Tese: Numerical Study of Spark-Assisted Compression Ignition Engines (SACI)
Aluno(a) : Caio Filippo Ramalho LeiteOrientador(a): Sergio Braga e Florian Pradelle
Área de Concentração: Termociências
Data: 04/10/2021
Link para tese/dissertação: https://doi.org/10.17771/PUCRio.acad.56816
Resumo: In the last few years, the automotive industry has reinvented itself to meet the demands of the international market, which has been increasingly competitive in a context with environmental laws each year more severe. One alternative to lower harmful greenhouse gases emissions over the life of the vehicle is electric cars. However, the production and disposal of electric batteries is still a major problem to be solved. Therefore, companies are also searching for other potentialities to increase the internal combustion engine's efficiency and develop green technology, such as Homogeneous Charge Compression Ignition (HCCI) or Spark-Assisted Compression Ignition (SACI). A MATLAB routine was created to predict the performance of SACI multi-mode combustion of natural gas using a two-zone thermodynamic model. This work performs sensitivity analysis for five performance parameters: thermal efficiency (η_th), indicated mean effective pressure (IMEP), NOx emissions, mean in-cylinder temperature (T ̅_avg), and auto-ignition timing (AIT), with several variables such as engine speed, fuel-air equivalence ratio, spark timing, compression ratio, and intake pressure, using the design of experiments tools to assess the factors’ impact. The Central Composite Design indicates that the engine speed and the fuel-air equivalence ratio were the most important SACI factors since they influence all engine performance parameters.
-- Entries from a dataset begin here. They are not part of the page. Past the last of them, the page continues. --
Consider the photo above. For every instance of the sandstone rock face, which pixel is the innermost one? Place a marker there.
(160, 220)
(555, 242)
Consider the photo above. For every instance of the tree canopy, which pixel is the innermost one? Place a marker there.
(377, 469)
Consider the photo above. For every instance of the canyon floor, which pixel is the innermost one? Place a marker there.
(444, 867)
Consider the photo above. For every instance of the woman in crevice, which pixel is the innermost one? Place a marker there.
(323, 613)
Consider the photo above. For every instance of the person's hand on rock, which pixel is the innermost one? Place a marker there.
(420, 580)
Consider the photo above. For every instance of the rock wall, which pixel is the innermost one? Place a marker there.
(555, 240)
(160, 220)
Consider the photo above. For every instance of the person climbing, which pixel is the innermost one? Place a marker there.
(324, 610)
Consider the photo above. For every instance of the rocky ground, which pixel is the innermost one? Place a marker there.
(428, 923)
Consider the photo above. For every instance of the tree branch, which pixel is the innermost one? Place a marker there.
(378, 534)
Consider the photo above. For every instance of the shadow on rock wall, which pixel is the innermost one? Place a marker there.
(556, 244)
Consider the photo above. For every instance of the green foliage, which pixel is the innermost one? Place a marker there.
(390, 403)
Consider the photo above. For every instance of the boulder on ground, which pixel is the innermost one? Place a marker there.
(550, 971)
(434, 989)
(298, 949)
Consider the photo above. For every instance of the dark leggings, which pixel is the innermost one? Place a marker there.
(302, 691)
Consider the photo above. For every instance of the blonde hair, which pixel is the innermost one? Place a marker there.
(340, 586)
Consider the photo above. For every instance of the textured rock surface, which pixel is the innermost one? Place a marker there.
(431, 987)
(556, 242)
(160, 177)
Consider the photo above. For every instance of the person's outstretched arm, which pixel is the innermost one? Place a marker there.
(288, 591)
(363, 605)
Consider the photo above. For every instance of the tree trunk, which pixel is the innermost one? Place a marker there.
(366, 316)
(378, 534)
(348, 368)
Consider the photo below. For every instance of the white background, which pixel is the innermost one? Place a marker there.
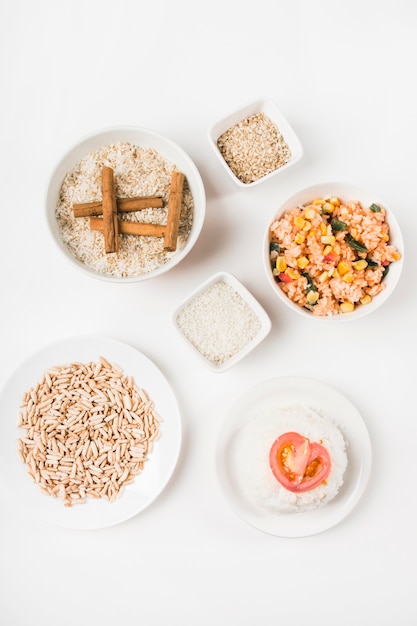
(344, 75)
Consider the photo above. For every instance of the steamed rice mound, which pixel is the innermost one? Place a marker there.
(315, 250)
(254, 445)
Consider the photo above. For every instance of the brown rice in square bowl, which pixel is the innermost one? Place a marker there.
(145, 168)
(333, 251)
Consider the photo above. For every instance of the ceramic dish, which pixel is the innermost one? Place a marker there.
(22, 493)
(221, 321)
(282, 392)
(256, 156)
(346, 192)
(144, 139)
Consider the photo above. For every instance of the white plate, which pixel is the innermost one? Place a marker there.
(18, 488)
(281, 392)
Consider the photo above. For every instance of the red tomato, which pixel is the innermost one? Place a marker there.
(297, 463)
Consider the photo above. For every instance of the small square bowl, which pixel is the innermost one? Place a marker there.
(255, 164)
(221, 321)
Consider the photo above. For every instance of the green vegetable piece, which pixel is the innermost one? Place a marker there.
(338, 225)
(354, 244)
(310, 285)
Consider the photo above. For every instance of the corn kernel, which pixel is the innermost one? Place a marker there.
(299, 221)
(312, 297)
(360, 265)
(328, 239)
(299, 238)
(309, 213)
(293, 273)
(302, 262)
(281, 264)
(342, 268)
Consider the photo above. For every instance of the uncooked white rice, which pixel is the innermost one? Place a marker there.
(253, 447)
(87, 431)
(137, 172)
(218, 322)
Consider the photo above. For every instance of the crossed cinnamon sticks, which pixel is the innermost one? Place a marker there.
(110, 206)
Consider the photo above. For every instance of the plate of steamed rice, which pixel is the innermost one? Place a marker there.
(293, 456)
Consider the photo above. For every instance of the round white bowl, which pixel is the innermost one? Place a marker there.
(346, 192)
(143, 138)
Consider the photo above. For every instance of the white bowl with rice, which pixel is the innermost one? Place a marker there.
(333, 251)
(221, 322)
(143, 162)
(255, 143)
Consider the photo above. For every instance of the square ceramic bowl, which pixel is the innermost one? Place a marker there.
(257, 143)
(75, 175)
(221, 321)
(354, 285)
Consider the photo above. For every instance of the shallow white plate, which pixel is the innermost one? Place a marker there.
(18, 488)
(281, 392)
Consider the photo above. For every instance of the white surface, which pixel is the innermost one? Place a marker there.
(281, 393)
(239, 287)
(159, 466)
(342, 72)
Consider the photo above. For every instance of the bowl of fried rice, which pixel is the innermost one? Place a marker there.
(333, 251)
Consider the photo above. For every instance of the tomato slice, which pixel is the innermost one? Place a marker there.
(299, 464)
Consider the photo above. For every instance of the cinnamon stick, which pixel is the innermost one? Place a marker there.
(131, 228)
(110, 222)
(174, 209)
(124, 205)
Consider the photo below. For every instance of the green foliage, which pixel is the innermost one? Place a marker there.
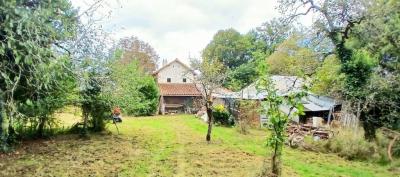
(229, 47)
(134, 91)
(238, 53)
(350, 144)
(222, 116)
(277, 119)
(328, 80)
(290, 58)
(358, 71)
(30, 32)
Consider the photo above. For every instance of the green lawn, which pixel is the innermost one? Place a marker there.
(171, 146)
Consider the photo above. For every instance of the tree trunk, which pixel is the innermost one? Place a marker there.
(276, 160)
(369, 130)
(42, 123)
(210, 121)
(85, 116)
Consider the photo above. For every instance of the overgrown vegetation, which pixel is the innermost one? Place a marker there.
(173, 145)
(222, 116)
(134, 91)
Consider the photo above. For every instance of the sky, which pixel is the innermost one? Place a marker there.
(180, 28)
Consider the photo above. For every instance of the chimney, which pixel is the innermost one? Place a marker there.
(164, 62)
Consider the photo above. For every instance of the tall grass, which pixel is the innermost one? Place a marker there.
(350, 144)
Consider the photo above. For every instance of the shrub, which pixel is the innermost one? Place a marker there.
(222, 116)
(350, 144)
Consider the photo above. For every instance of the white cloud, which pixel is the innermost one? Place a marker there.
(176, 28)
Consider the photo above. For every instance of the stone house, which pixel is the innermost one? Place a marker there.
(178, 92)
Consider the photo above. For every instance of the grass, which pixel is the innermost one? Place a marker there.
(171, 146)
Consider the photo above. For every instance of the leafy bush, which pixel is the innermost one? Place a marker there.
(222, 116)
(135, 92)
(351, 145)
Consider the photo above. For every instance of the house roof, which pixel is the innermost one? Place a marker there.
(177, 61)
(175, 89)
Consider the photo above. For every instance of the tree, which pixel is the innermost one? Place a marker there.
(290, 58)
(328, 80)
(140, 51)
(211, 78)
(272, 33)
(235, 52)
(30, 33)
(337, 20)
(89, 51)
(134, 91)
(277, 119)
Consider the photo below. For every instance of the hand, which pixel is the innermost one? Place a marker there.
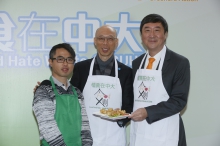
(139, 115)
(35, 88)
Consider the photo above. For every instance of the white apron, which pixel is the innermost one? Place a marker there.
(104, 92)
(149, 90)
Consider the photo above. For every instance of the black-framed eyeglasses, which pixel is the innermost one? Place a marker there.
(61, 59)
(109, 39)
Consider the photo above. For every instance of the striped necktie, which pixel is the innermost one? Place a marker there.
(150, 64)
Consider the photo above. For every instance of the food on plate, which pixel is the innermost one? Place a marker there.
(113, 113)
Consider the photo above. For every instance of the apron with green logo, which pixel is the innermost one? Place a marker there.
(68, 117)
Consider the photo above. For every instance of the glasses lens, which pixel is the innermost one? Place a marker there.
(70, 60)
(60, 59)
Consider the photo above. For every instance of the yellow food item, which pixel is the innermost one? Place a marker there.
(113, 113)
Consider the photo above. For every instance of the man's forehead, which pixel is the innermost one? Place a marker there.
(157, 24)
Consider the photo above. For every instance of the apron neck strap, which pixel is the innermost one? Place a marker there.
(55, 90)
(92, 66)
(163, 52)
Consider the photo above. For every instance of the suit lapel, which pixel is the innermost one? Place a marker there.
(166, 60)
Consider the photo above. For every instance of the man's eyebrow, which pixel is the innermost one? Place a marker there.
(151, 27)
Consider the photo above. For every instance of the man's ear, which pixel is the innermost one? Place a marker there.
(50, 62)
(166, 35)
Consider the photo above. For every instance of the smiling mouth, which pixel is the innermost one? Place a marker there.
(65, 70)
(104, 50)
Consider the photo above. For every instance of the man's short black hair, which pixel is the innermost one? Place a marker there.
(154, 18)
(65, 46)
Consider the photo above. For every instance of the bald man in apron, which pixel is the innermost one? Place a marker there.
(105, 83)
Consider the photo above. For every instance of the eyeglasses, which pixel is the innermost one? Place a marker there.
(61, 59)
(109, 39)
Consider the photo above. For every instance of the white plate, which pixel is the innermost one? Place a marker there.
(108, 117)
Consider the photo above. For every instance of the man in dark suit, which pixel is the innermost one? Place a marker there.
(112, 81)
(161, 85)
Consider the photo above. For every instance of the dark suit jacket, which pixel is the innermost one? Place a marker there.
(176, 80)
(81, 72)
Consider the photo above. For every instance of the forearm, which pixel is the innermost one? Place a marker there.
(44, 110)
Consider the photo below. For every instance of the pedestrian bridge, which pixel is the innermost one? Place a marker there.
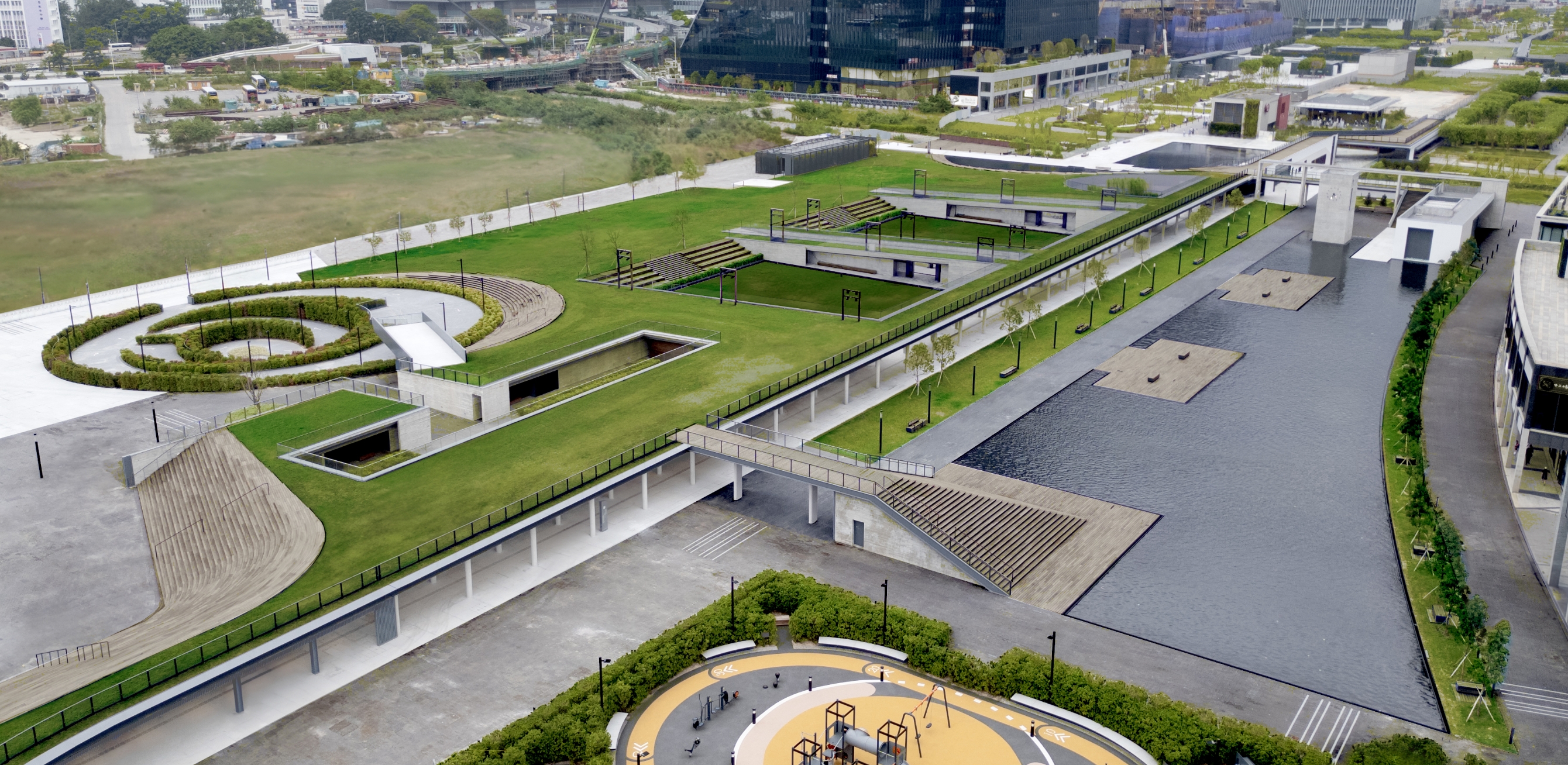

On the other hand, the intake pressure was significant in three performance parameters (η_th, IMEP and T ̅_avg), as was the spark timing (NOx, T ̅_avg and AIT). The compression ratio, however, was relevant in only one of them (AIT). Furthermore, a Univariate Analysis was done to compare Spark-Ignition (SI) and SACI combustion techniques. The results show that at the same regime as traditional SI engines, SACI engines tend to be around 9% more efficient, NOx emissions drop notably, more than 99%, IMEP presents an increase of 45.4%, and T ̅_avg decreases 24.8%.